Dr. Taylor is an ASHRAE Distinguished Lecturer who graduated with honors from Harvard Medical School in 1984. She practiced clinical medicine and carried out academic research on cellular growth mechanisms for the next 20-plus years. During this time, she became very concerned about new infections that many hospital patients contracted while they were being treated for unrelated issues. Determined to better understand the connection to the hospital’s built environment and airborne infections and to find a practical solution to ensure better patient health care, she obtained her master’s degree in architecture from Norwich University. After several years working in an architecture firm focused on hospital design, she founded Taylor Healthcare Commissioning Inc., a nationally recognized consulting company that specializes in designing, building, and maintaining hospitals and other commercial buildings for optimal patient health and occupant safety.
Howard McKew, P.E., C.P.E.
President, Building Smart Software LLC
Howard McKew has more than 50 years of experience in building systems design, construction, commissioning, operation, and maintenance. The president of BuildingSmartSoftware LLC, he has been an industry leader in promoting the practice of commissioning and in developing commissioning standards, including serving as a contributing author to the AIA B291-2003 document outlining commissioning services. McKew is the author of more than 500 articles and monthly columns as well as a book, Managing People in the HVAC/R Industry. He is a contributing author to four McGraw Hill books and multiple ASHRAE Handbook chapters. In addition, McKew is featured as a guest author, speaker, and subject matter expert on several online webinars and podcasts, and he has also been the author of the “Tomorrow’s Environment” column in Engineered Systems since 1992 and “Back to Basics” since 1996.
Steven Friedman, P.E., HFDP, LEED AP
Director, Facilities Engineering
Memorial Sloan Kettering Cancer Center
Steven Friedman handles senior facilities management, spearheading the engineering department for facilities design + construction at Memorial Sloan Kettering Cancer Center. He brings more than 29 years of engineering and construction experience with a focus on implementing proper health care design standards to ensure patient safety and comfort. Mr. Friedman has designed systems for numerous world-class institutions throughout the Northeast and is the first New York state engineer certified as a Health Care Facility Design Professional, recognized by ASHRAE for his mastery of the technical knowledge covering design and operation of health care facilities.
Kevin Van Den Wymelenberg, PhD
Director Biology & Built Environment Center
Dr. Kevin Van Den Wymelenberg is an associate professor at the University of Oregon. He is the director of the energy studies in buildings laboratory and co-director of the Biology and the Built Environment Center in Eugene and Portland, Oregon. He has a Ph.D. in built environments from the University of Washington. His research areas include daylighting design, integrated design principles, energy performance, and air quality and the microbiome in buildings. Van Den Wymelenberg has consulted on several hundred new construction and major renovation projects with architects and engineers regarding energy efficiency and indoor environmental quality in buildings since 2000.

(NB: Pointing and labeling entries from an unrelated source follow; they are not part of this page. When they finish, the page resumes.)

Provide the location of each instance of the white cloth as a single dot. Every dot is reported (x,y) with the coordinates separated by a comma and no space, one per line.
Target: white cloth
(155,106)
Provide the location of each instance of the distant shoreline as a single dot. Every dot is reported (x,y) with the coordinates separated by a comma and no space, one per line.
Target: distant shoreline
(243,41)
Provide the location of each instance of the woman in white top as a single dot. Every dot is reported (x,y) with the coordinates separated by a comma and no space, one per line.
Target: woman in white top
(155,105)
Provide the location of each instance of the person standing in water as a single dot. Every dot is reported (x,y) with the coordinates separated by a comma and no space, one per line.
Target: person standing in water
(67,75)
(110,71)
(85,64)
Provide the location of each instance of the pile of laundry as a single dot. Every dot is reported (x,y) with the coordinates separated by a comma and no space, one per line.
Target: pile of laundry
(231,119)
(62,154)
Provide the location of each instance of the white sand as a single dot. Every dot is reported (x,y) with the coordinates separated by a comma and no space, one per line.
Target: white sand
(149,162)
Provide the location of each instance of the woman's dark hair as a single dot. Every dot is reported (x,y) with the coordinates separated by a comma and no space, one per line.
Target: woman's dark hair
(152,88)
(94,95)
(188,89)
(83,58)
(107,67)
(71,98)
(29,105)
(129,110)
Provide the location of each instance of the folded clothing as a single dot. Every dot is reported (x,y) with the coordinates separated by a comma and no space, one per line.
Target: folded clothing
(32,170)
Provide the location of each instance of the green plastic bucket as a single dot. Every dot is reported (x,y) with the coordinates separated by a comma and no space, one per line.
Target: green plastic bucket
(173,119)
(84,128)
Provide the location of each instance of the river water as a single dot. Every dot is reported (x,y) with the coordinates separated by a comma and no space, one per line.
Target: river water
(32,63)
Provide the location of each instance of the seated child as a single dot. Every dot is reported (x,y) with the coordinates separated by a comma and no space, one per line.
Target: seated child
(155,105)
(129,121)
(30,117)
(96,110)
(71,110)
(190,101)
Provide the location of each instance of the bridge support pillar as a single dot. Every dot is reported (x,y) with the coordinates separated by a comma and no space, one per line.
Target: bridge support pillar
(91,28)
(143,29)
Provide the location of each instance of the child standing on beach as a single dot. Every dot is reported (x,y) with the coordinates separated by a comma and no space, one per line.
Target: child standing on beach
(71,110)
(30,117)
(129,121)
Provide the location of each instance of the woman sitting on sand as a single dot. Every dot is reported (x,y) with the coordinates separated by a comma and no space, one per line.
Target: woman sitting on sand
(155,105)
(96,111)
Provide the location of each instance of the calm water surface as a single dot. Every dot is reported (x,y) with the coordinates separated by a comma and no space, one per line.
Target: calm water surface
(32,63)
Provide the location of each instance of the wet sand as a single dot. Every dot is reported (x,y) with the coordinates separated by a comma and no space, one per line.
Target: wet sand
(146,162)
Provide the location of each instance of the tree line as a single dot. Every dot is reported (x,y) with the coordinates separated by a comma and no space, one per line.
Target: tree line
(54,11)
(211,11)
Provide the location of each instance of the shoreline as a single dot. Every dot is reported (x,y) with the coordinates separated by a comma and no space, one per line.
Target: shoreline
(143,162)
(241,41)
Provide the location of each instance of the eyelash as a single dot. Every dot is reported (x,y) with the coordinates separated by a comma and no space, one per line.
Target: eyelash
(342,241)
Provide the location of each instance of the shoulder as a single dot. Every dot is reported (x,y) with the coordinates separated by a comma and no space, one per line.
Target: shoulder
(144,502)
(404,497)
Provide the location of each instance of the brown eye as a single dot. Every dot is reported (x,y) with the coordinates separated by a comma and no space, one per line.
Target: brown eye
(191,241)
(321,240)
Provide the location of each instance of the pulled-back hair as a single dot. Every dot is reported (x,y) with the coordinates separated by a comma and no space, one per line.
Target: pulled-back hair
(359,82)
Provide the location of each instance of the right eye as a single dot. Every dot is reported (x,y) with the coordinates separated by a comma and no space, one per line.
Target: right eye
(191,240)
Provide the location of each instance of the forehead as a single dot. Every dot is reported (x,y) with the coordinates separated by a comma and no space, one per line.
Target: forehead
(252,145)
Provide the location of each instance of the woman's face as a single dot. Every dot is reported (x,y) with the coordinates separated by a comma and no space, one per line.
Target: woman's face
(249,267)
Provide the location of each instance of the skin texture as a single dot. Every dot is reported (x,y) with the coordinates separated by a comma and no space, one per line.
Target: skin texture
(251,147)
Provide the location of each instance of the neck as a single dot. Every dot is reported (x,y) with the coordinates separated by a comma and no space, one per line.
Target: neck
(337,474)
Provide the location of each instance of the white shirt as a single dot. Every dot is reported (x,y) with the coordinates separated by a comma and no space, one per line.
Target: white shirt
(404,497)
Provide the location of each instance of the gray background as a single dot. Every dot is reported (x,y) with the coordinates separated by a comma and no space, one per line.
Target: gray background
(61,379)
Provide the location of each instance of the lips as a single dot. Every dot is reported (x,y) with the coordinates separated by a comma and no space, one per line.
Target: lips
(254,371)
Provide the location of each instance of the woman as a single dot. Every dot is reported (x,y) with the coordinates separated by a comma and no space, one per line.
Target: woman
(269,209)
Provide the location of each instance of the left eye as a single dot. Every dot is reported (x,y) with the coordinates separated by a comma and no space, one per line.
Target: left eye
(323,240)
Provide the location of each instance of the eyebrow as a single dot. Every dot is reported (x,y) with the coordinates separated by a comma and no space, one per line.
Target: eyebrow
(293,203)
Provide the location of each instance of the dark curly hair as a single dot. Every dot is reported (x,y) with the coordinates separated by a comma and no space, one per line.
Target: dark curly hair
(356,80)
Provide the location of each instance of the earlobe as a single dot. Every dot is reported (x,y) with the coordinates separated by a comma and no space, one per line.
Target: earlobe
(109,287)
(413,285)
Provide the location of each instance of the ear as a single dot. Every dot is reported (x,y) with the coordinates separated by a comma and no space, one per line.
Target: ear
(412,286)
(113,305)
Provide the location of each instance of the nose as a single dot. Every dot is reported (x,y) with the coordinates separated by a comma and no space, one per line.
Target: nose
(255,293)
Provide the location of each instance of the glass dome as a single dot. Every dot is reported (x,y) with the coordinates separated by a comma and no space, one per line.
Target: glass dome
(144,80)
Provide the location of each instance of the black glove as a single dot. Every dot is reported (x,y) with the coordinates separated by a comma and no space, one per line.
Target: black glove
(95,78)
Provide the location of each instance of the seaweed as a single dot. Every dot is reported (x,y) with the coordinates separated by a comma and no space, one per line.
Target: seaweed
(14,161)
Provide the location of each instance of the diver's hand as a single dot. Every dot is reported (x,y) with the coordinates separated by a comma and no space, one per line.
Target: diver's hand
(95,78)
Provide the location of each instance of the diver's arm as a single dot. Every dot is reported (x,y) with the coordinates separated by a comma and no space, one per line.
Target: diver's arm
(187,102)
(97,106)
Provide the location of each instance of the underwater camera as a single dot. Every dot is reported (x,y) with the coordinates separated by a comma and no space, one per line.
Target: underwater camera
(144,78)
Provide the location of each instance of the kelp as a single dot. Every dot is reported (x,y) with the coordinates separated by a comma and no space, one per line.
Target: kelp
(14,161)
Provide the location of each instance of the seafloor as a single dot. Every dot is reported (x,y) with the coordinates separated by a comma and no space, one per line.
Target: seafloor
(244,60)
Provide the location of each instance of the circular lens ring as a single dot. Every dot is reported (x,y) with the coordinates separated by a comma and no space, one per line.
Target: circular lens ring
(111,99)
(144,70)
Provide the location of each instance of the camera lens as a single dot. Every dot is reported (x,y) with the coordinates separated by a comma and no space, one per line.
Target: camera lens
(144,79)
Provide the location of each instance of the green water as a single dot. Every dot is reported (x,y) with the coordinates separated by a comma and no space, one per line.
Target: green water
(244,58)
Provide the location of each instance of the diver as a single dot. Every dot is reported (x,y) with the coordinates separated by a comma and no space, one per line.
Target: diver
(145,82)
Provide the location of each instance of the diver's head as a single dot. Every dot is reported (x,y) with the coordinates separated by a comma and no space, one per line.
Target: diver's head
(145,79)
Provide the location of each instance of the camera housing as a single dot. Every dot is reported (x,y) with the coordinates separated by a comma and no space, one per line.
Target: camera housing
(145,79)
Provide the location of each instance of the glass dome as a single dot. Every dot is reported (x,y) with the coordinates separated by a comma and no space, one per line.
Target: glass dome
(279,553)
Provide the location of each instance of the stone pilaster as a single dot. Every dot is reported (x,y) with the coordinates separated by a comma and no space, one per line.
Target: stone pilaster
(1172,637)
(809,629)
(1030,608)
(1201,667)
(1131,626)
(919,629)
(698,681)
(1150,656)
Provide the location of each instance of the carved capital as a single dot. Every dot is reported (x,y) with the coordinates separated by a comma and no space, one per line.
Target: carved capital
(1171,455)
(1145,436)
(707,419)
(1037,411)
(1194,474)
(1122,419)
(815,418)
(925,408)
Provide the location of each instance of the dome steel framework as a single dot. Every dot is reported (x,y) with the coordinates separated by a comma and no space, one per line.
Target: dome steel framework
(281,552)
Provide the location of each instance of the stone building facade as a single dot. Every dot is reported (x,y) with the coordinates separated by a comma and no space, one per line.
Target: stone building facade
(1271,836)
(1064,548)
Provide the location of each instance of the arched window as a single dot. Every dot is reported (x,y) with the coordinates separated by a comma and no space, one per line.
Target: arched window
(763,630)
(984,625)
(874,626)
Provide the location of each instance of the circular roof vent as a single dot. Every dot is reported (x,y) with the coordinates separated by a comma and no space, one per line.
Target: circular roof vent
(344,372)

Damon Greeley, P.E., CEM, HFDP, CBCP, EDAC, CHFM
President of Global Health Systems Inc.
As the program director for Global Health’s research division, Damon Greeley investigates newer methodologies or technologies that improve infection control coupled with best life cycle costs. Greeley is LUMA Institute (LI)-trained and facilitates human-centered solutions that build consensus around the most advanced yet acceptable (MAYA) approach. He serves on the Center for Health Design’s EDAC advisory council and is charged with educating health care engineers on implementing evidence-based design. Additionally, he is actively engaged with his clients for infrastructure evaluation, planning, technical program management, and project implementation and commissioning services.